The party now making its pompous entry into one of these boxes remains standing until all wraps are removed, while the eyes of the audience are instantly turned from the stage and fixed upon the newcomers until they are seated. They are the Belinchons. The head of the family is a tall, spare gentleman, with bent shoulders, bald head, small sharp eyes, a large mouth, wreathed with a Mephistophelian smile, disclosing two long even rows of teeth, the masterpiece of a certain dentist, recently established in Sarrio; he has whiskers and mustache, and his age is about sixty.

He is reported to be the richest merchant in the town, being one of the chief importers of codfish on the Biscayan coast. For many years he had the entire monopoly of the wholesale trade of this commodity, not only in the town, but in the provinces, and had thus amassed a considerable fortune.

His wife, Doña Paula—but why does her arrival excite so much talk in the theatre? The good lady, hearing it, trembles, looks confused, and, being unable to collect herself sufficiently to take off her cloak by herself, she is relieved of it by her daughter, who says in her ear:

"Sit down, mama."

Doña Paula sits down, or, to speak more correctly, she drops into a seat, and casts an anxious look at the audience, while her cheeks are suffused with crimson. In vain she tries to collect and calm herself, but the more she tries to keep the blood from rushing to her face the more it mounts to that prominent position.

"Mama, how red you are!" said Venturita, her younger daughter, trying not to laugh.

The mother looked at her with a pained expression.

"Hush, Ventura, hush," said Cecilia.

Doña Paula then murmured: "The child delights in upsetting me," and nearly burst into tears.

At last the audience, wearied of tormenting her with their glances, smiles, and whispers, turned their attention to the stage. Doña Paula's distress gradually diminished, but the traces remained for the rest of the evening.

The cause of the excitement was the velvet mantle, trimmed with fur, that the good lady had donned. It was always like this whenever she appeared for the first time in any fine article of apparel. And this for no other reason than because Doña Paula was not a lady by birth.

She had belonged to the cigarette-maker class. Don Rosendo had made love to her when she was quite a young girl, and then came the birth of Pablito. However, Don Rosendo let five or six years elapse without marrying, not wishing to hear of matrimony, but continuing to pay court to her and assisting her with money, until finally, vanquished more by the love of the boy than the mother, and more than all by the admonitions of his friends, he decided to offer his hand to Paulina.

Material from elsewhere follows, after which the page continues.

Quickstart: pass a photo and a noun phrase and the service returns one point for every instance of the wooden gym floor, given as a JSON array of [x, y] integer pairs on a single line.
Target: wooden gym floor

The town knew nothing of the marriage until it had taken place, secrecy being considered the safest course. From thenceforth the life of the cigarette-maker can be divided into different epochs. The first, which lasted for a year, dated from the time of her marriage until the "mantilla appeared." During this epoch she did not go out much, nor was she often seen in public. On Sundays she attended early mass, and the rest of the time she was shut up in the house. When she decided to don the aforementioned mantilla and attend eleven o'clock mass she was the cynosure of all eyes, in church as well as on her way through the streets; and the event was talked about for eight days afterward.

The second epoch, which lasted three years, was from the "mantilla episode" to that of "the gloves." The sight of such an adornment on the large dark hands of the ex-cigarette-maker produced an indescribable sensation in the feminine element of the neighborhood; in the streets, in church, and on visits, the ladies met each other with the question:

"Have you seen?"

"Yes, yes; I have seen."

And then the tongues were loosed in cruel remarks.

Then came the third epoch, which lasted four years, and ended with the silk dress, which gave almost as much cause of complaint as the gloves, and produced universal indignation in Sarrio.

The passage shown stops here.